Avoiding loopholes of machine learning in business
As one of the most hyped buzzwords of our time, machine learning (ML) seems to be the magic bullet for virtually every challenge in every sector, including business. Due to this misconception, many today believe that the integration of this technology into any system spells success.
Unfortunately, the reality has proven to be far different as simply adding the word to a concept does not result in a magical reaction. It is true that ML does hold significant promise to improve various aspects of the business. However, proper deployment is paramount to its success.
One area of interest for business operators when it comes to the implementation of machine learning is managing cybersecurity. What are the loopholes standing in the way of ML adoption for cybersecurity in business and how can we overcome them? Let’s find out.
Poor quality data
In as far as ML is concerned, in cyber warfare and beyond, data is one of the most critical factors. Machine learning models are only able to achieve their full potential when they have access to large and diverse datasets for training.
But it is not all about the quantity of data; quality matters, too. Most businesses have more than enough data at their disposal. But not all such data is complete. Why? A majority of the devices in use today for data collection do not have instrumentation as an integral feature. Therefore, the data provided through them does not always capture critical points.
A good number of organizations also fail to disclose data surrounding cyber-attacks due to legal, privacy and reputational concerns.
It is important to ensure that you use high-quality data without any form of human or technical bias. That would be the only way to achieve the desired results.
Reinventing the wheel
One of the top reasons why businesses fail at implementing ML for cybersecurity is the fact that most try to reinvent the wheel, every single time. Business operators who hire developers to build ML algorithms are perpetrating this mistake.
In much the same way as you would not hire an electrical engineer to bake pastries for you, you do not necessarily need your cybersecurity professionals to create algorithms. Lots of algorithms are already in existence thanks to tech giants such as Google and Microsoft.
Rather than building the ovens for baking your pastries from scratch, get a seasoned chef and use existing appliances. Your team does not have to figure out how neural networks work. They simply need to know how to use them to keep your business safe.
Hardware challenges
A major weakness that cybercriminals exploit is hardware. Note that the modern-day business model consists of vast networks that extend beyond a single building. In fact, many networks spread across borders and could even be global.
Such vast networks pose a major threat as there are higher chances of getting a weak point somewhere in the chain. And we all know that every network is only as strong as its weakest point. Businesses can greatly benefit from enhancing the hardware in such networks as a starting point.

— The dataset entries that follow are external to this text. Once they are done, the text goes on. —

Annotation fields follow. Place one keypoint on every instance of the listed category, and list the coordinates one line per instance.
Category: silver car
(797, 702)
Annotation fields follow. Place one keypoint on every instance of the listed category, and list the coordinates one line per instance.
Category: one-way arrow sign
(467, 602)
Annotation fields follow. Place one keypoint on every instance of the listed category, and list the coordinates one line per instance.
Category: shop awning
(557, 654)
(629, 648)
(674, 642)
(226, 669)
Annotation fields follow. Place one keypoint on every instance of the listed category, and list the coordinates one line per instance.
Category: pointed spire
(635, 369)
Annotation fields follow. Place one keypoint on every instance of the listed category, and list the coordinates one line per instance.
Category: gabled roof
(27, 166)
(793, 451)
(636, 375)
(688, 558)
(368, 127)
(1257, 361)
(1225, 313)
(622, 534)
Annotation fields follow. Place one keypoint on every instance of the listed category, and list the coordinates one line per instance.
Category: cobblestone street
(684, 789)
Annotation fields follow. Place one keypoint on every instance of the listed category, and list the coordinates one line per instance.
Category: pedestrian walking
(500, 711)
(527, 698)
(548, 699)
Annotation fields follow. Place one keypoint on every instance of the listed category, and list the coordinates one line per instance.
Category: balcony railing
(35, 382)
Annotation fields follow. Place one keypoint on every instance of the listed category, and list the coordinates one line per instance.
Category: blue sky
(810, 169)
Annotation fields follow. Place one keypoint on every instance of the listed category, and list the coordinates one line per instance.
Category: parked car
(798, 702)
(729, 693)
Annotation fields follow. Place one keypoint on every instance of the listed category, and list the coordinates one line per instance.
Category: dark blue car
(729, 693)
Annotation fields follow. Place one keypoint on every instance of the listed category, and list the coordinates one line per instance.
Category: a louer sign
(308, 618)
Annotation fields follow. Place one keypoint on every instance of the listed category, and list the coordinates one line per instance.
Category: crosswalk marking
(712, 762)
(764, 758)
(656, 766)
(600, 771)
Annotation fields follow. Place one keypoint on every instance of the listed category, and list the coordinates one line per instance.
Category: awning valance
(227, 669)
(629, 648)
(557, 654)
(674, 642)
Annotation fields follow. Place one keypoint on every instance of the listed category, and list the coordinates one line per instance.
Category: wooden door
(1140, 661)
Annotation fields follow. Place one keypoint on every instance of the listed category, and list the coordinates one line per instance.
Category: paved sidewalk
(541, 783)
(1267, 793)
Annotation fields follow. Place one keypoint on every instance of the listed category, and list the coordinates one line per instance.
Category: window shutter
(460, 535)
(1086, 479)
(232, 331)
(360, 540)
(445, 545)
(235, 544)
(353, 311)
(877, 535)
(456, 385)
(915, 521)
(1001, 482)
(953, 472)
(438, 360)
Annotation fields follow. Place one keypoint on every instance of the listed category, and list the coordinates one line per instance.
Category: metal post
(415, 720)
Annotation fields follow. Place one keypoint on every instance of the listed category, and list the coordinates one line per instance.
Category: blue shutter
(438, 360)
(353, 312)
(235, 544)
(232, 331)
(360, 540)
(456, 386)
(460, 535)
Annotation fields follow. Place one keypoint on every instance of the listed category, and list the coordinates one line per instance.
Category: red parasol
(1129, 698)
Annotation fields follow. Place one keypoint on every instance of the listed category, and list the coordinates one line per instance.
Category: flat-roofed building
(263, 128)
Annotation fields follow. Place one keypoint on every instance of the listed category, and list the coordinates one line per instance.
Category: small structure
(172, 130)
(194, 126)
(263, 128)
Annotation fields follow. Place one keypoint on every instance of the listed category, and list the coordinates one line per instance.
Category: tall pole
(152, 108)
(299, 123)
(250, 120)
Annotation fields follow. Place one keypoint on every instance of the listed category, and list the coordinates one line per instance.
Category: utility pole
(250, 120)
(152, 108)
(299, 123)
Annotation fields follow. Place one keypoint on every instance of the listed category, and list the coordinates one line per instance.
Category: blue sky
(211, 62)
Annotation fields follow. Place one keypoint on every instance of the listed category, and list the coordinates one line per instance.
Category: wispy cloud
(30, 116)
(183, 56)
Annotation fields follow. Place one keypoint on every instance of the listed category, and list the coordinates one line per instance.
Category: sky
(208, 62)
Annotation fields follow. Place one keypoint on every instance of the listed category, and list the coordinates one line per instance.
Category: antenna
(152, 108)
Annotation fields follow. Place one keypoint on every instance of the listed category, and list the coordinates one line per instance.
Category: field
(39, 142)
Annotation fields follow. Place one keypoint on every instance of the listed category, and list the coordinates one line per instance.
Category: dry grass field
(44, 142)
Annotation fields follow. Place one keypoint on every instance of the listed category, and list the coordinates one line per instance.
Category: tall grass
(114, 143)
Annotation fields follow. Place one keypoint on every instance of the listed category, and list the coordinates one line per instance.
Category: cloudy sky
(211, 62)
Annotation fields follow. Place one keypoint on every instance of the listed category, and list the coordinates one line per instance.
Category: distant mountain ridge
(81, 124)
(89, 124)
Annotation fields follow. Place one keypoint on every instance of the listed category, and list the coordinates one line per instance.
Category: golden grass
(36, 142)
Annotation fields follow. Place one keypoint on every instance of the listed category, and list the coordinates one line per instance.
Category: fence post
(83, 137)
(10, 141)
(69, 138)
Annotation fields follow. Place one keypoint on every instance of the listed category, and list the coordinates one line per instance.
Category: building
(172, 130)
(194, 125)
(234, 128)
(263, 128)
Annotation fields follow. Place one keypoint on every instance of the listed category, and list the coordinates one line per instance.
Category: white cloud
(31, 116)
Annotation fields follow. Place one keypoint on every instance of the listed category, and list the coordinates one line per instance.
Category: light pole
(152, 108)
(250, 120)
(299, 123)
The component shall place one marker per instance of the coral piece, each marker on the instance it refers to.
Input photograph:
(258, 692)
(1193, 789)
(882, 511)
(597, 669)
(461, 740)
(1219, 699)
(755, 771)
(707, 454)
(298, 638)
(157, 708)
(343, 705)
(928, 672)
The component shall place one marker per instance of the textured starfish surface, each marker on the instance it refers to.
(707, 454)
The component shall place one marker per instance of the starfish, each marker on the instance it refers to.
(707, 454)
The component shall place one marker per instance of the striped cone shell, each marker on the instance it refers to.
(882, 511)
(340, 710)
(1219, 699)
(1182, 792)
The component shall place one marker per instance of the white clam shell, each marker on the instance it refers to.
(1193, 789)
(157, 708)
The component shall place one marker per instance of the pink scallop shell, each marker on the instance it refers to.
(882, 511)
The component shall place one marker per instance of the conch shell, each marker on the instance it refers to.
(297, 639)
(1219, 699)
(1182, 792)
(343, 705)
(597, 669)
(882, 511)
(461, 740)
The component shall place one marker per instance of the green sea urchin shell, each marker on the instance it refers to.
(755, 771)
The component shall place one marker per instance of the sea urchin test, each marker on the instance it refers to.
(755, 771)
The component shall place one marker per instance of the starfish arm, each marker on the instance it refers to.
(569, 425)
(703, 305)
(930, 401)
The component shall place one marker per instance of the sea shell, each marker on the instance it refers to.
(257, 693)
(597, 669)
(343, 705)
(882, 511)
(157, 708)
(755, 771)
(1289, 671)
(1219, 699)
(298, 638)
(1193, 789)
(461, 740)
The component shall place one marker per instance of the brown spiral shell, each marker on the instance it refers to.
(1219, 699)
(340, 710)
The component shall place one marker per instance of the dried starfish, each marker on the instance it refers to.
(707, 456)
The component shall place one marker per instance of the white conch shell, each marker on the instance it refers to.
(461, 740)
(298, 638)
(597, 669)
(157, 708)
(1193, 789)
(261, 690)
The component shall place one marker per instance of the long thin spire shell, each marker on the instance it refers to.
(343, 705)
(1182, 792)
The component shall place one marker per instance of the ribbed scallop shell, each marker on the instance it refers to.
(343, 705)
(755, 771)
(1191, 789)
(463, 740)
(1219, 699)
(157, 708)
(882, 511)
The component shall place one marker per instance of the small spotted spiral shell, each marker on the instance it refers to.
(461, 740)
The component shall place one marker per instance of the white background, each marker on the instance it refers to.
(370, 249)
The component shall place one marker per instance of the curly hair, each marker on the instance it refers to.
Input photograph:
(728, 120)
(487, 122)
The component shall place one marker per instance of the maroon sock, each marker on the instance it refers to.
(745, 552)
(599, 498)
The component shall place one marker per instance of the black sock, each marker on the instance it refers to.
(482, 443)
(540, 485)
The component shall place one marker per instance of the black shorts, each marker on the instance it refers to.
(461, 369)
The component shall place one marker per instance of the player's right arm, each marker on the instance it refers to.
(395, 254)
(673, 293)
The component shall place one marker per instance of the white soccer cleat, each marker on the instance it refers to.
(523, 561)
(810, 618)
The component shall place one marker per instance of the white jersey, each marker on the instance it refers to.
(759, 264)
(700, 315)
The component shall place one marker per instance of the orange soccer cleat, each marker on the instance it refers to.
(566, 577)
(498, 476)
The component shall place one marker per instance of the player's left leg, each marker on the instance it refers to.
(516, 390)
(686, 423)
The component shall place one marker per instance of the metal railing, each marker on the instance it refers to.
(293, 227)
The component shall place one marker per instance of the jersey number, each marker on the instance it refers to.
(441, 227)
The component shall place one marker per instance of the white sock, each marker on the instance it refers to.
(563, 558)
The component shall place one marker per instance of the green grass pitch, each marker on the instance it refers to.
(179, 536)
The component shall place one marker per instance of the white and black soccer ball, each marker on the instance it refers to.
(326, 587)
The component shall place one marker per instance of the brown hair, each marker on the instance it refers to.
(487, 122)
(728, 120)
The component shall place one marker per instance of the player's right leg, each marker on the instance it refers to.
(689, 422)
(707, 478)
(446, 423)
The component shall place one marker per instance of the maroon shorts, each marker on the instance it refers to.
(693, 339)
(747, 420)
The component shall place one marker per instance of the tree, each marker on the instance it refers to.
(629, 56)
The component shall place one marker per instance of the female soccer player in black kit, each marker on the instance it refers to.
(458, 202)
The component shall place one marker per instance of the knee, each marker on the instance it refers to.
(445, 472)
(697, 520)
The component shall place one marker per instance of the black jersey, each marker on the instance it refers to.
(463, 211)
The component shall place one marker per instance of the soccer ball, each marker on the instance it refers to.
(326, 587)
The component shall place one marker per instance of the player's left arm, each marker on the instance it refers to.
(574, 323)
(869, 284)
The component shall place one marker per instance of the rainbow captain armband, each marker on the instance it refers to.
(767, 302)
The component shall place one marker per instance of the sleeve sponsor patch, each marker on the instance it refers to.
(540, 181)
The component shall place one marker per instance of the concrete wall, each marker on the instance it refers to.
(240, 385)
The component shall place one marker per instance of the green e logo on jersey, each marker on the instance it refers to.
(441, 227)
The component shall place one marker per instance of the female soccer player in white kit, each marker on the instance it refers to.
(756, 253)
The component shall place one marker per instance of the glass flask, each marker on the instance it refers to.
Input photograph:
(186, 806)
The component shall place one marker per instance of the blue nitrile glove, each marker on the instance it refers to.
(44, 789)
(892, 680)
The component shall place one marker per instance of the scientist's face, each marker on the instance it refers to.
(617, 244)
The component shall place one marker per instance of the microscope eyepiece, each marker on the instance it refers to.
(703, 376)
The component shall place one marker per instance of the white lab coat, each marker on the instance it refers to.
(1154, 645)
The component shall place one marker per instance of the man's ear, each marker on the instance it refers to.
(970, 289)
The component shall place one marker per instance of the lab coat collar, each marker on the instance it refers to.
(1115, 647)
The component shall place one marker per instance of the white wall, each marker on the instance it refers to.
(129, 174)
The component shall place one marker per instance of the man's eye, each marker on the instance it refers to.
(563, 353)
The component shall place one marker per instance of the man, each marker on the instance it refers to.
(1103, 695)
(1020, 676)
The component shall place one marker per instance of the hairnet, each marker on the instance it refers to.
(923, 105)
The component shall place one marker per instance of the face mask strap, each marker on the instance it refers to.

Hardware designs should incorporate security and hardware network architecture can have the capacity to monitor the security state of the network intelligently. Furthermore, for effective adoption of ML, the hardware in use should eliminate compute barriers. This way, it would have what it takes to solve more complex problems.
Software challenges
The typical cybersecurity set is extremely large. Therefore, the networks in use for ML model processing and data delivery must likewise have the capacity to handle large datasets. Unfortunately, though, such networks are extremely scarce, once again hampering the implementation of ML for cybersecurity.
In order to create such networks, it would be necessary to undertake more careful software design. With the use of such software, it would be possible to leverage the full potential of ML-based technologies such as Natural Language Processing (NLP) in securing networks against cyber threats.
For instance, it would become much easier to extract the identity of key actors from past cyber incidents on media reports and elsewhere.
Man vs. Machine
To some business operators, ML is poised to replace human beings in various capacities as it promises greater efficiency. That is yet another mistake since, like any other technology, machine learning has its weaknesses.
Human intuition and knowledge remain a vital component of cybersecurity. It contributes significantly to understanding the depth of issues at hand and charting the way forward on how to react to threats.
Notably, not every sophisticated attack is AI-based. There are numerous human threats as well and these need humans to analyze and plan counteractive measures. Only humans can recognize some behavioral patterns. So leaving them out of the equation could be the worst move a business makes.
Rather, businesses should adopt a hybrid approach that brings together man and machine, highlighting the strengths of each one. The ML-based model can handle the mundane aspects of the task while also tackling surveillance. On the other hand, the human would be in the best position to make decisions and recognize the kind of patterns a machine may fail to notice.
Balancing the act
Business executives should take every effort to ensure they do not get caught up in the hype and fail to optimize the opportunity. While it is true that machine learning holds massive potential for business cybersecurity, the secret to harnessing this potential is proper application.
Take the time to understand the technology and its correct implementation before jumping on the bandwagon. Find ways to balance the act between man and machine, to keep hardware and software in optimal condition for the technology and to put into practice the other outlined suggestions. Actually, that is the hardest part.
The rest of it, solving cybersecurity problems using machine learning should be a walk in the park. But without the right preparatory steps, no amount of technology can put an end to cyber woes.